A imagem de policiais portando fuzis na comitiva do governador em visita de trabalho a uma comunidade do subúrbio não é o símbolo da insegurança em que estamos vivendo. Ela representa, antes, a distância que existe entre o cidadão da comunidade para com os seus políticos.
Esses senhores, os políticos, nascem numa dada comunidade, vivem nela e dela por um período de suas vidas.

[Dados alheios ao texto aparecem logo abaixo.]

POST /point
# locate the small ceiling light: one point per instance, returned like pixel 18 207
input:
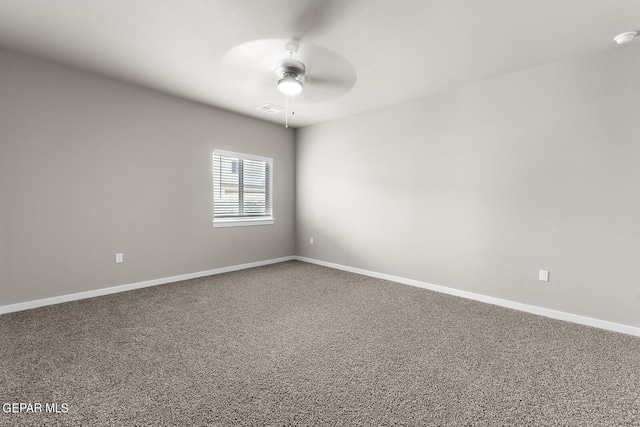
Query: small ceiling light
pixel 289 85
pixel 625 37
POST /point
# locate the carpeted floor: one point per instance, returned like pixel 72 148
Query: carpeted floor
pixel 299 344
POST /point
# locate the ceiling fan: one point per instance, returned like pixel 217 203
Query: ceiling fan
pixel 267 69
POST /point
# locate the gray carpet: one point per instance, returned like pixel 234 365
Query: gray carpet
pixel 299 344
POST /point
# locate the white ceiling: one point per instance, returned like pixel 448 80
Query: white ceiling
pixel 400 49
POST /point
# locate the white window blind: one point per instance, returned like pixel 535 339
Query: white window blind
pixel 241 188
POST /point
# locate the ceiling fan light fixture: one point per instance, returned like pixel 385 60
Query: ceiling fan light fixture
pixel 625 37
pixel 289 85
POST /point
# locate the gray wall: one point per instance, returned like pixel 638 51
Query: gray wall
pixel 480 187
pixel 90 167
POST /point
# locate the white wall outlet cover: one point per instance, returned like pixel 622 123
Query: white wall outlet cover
pixel 543 276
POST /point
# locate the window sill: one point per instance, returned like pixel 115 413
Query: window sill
pixel 241 222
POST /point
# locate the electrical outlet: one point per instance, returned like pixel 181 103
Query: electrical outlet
pixel 543 276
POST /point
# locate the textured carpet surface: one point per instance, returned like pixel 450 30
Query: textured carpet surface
pixel 299 344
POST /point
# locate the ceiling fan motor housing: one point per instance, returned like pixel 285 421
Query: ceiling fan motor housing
pixel 290 67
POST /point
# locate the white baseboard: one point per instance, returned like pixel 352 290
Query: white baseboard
pixel 554 314
pixel 122 288
pixel 559 315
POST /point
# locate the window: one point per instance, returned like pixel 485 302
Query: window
pixel 241 189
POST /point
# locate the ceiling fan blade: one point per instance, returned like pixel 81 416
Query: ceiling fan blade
pixel 250 66
pixel 318 17
pixel 324 88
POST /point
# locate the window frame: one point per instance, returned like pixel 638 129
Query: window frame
pixel 242 220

Um dia são guindados ao posto de representantes dessa comunidade; seja como vereador, deputado, prefeito, governador, ou senador, e isso transforma suas vidas, começando pela comunidade a qual passam a pertencer. O sistema democrático brasileiro, diz que todo poder emana do povo, porém apresenta ainda incongruências que podem ser simbolizadas pelo fuzil do PM protegendo o governador e sua comitiva.
Onde há fumaça deve haver fogo, e o fuzil naquele momento era a fumaça. A presença do fuzil protegendo o governador e sua comitiva, numa manhã ensolarada de domingo, evento festivo, com direito a hino nacional, fanfarra, dança e entrega de títulos, soou normal para a comunidade de Novos Alagados acostumada a conseguir suas reivindicações através de lutas. Estive outras vezes nessa comunidade e sei o quanto é admirável, respeitável e pacífico o trabalho da Sociedade 1º de Maio, comandada por Vera Lazarotto.
Pense em você andando por uma rua de seu bairro, na qual se sente seguro, e de repente surge um homem portando uma arma na mão, não precisa ser grande como um fuzil. Imagino que nesse momento sua tranqüilidade escorra pelo ralo com a lembrança, de algum episódio traumático vivido, ou dos e-mails e notícias, que os amigos mandam pela internet, avisando de novos golpes ou modalidades de assaltos. Tudo isso pode lhe passar na cabeça.
Naquela situação, o que a imagem do fuzil configurou, foi a distância que existe entre os políticos e as comunidades. Os soldados armados estavam ali para garantir que ninguém não autorizado chegaria perto demais das autoridades presentes antes delas terminarem seus discursos do alto do palanque. As pessoas da comunidade, que em verdade não prestavam muita atenção nos discursos, permaneceram comportadamente no seu lugar até que no final alguns puderam se aproximar do governador e lhe entregar cartas com pedidos e justas reivindicações. Tudo ordeiramente. E o fogo do fuzil do soldado pôde continuar sendo apenas fumaça, sem fogo.
Os projetos de reforma no sistema político brasileiro que propõem, entre outras coisas, financiamento público para as campanhas, visando resolver os problemas de abuso econômico, de certo, não abordam esse delicado e insistente problema da distância entre os políticos e as comunidades.
Os aspirantes e políticos no atual e no vindouro sistema, pós reforma, continuarão a trocar de comunidade logo depois de eleitos, passaram a integrar a comunidade dos políticos. Mudar de bairro e pensar na reeleição, garantia de emprego bem remunerado e auto-reajustável. Jetons e mordomias.
Como mudar esse quadro? Fácil essa resposta, difícil é achar um político que queira saber. As minhas idéias escrevi e guardei dentro de um envelope para entregar a uma comitiva que aparecer aqui no meu bairro.